As a key industry, it is important to select the best drought resistance measures for maize seed production to increase WUE and grain quality on the basis of yield increase. In this study, the important nutrients contained in seeds such as seed coating, embryo, endosperm, etc., comprised the grain quality index, the yield was selected as the yield index, the output value and the water output were selected as the economic benefit index, and the water consumption and use efficiency during the whole growth period were selected as the water use status index. Taking 10 indexes of the four attributes into consideration, the drought resistance measures with high quality, high yield, and high efficiency of maize seed in the semi-arid area of northwest China were evaluated by mathematical statistics.

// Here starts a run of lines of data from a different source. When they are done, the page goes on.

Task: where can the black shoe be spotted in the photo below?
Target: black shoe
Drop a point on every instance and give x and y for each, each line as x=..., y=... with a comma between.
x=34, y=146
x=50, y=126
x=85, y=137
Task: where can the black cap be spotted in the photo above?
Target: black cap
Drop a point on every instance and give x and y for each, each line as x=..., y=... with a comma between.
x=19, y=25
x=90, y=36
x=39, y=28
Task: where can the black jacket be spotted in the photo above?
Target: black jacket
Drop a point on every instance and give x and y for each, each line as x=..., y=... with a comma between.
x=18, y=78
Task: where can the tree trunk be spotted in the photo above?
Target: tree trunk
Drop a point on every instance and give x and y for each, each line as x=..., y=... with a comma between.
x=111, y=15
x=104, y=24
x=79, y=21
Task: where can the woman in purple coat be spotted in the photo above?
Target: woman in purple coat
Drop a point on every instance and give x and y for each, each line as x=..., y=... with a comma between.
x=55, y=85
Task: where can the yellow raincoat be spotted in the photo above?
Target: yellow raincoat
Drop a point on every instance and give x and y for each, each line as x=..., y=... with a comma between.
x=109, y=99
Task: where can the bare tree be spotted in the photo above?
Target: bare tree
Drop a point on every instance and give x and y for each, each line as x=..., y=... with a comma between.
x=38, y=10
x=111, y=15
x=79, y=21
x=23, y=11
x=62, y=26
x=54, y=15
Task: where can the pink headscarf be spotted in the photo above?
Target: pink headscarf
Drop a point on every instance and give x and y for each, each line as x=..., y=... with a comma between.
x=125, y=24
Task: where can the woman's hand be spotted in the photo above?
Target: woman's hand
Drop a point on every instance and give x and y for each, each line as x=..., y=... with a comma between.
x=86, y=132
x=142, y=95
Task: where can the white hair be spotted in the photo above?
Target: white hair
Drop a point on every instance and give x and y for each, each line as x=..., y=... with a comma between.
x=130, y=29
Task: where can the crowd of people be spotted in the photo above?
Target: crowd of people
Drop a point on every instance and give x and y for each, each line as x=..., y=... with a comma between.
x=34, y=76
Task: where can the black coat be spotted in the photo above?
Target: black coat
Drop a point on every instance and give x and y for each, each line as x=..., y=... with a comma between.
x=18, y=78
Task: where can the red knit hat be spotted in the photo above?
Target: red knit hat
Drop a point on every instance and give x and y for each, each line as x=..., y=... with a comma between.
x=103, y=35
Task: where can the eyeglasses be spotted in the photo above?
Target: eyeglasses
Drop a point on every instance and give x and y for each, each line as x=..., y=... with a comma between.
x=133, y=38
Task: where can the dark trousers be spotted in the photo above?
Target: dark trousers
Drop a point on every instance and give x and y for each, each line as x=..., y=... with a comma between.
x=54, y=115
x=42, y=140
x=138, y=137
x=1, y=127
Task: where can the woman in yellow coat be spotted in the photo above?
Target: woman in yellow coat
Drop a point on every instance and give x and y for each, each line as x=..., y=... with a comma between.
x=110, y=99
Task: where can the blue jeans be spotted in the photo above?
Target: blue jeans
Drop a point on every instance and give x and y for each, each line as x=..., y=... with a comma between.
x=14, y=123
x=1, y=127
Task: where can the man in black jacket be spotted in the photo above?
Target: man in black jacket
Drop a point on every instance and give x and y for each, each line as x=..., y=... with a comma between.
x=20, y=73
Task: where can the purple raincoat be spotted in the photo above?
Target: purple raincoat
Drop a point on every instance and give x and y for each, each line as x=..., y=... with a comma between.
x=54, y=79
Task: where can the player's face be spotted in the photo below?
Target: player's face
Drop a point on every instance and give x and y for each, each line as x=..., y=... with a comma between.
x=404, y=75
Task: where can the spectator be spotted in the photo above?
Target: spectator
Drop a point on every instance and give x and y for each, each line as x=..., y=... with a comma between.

3.2. Determination of the Weight of Indices in the Evaluation System

3.2.1. The Analytic Hierarchy Process

Analytic hierarchy process (AHP) is a combination of qualitative and quantitative, systematic and hierarchical analysis methods, which can reflect decision makers’ experience in different indicators. Based on a certain scale, a coherent hierarchical relationship was constructed according to the importance of the indexes, and the index weighting number was obtained. The main steps of the subjective weighting method were as follows:
(1)
Establishment of a hierarchy.
In order to find suitable drought resistance measures for maize seed production in northwest China, the evaluation index system was constructed considering the concepts of yield, water use efficiency, quality, and economic benefits and the principles of scientific, representativeness, and consistency. In addition, an index decomposition was conducted to the four dimensions that were needed in the study of drought resistance measures. The comprehensive hierarchical evaluation model was constructed by using the principle of the analytic hierarchy process (Figure 1).
(2)
Construction of a judgment matrix.
The weight was calculated by constructing the judgment matrix O C = a i j n × n according to the 1–9 ratio scale method (Table 5).
(3)
Calculation of the subjective weights using the judgment matrix (wsj).
In order to ensure the rationality of the results, the arithmetic average method, geometric average method, and feature vector method were adopted in this study to calculate the weights.
The calculation results of MATLAB software are shown in Table 6 with CR = 0.0796 < 0.10. Therefore, the judgment matrix O C had acceptable consistency. The weight coefficients calculated by the arithmetic average method, geometric average method, and eigenvector method were basically the same. Finally, feature vectors were selected as the subjective weight coefficients of each evaluation index, and the weights of each index layer were as follows (Table 7).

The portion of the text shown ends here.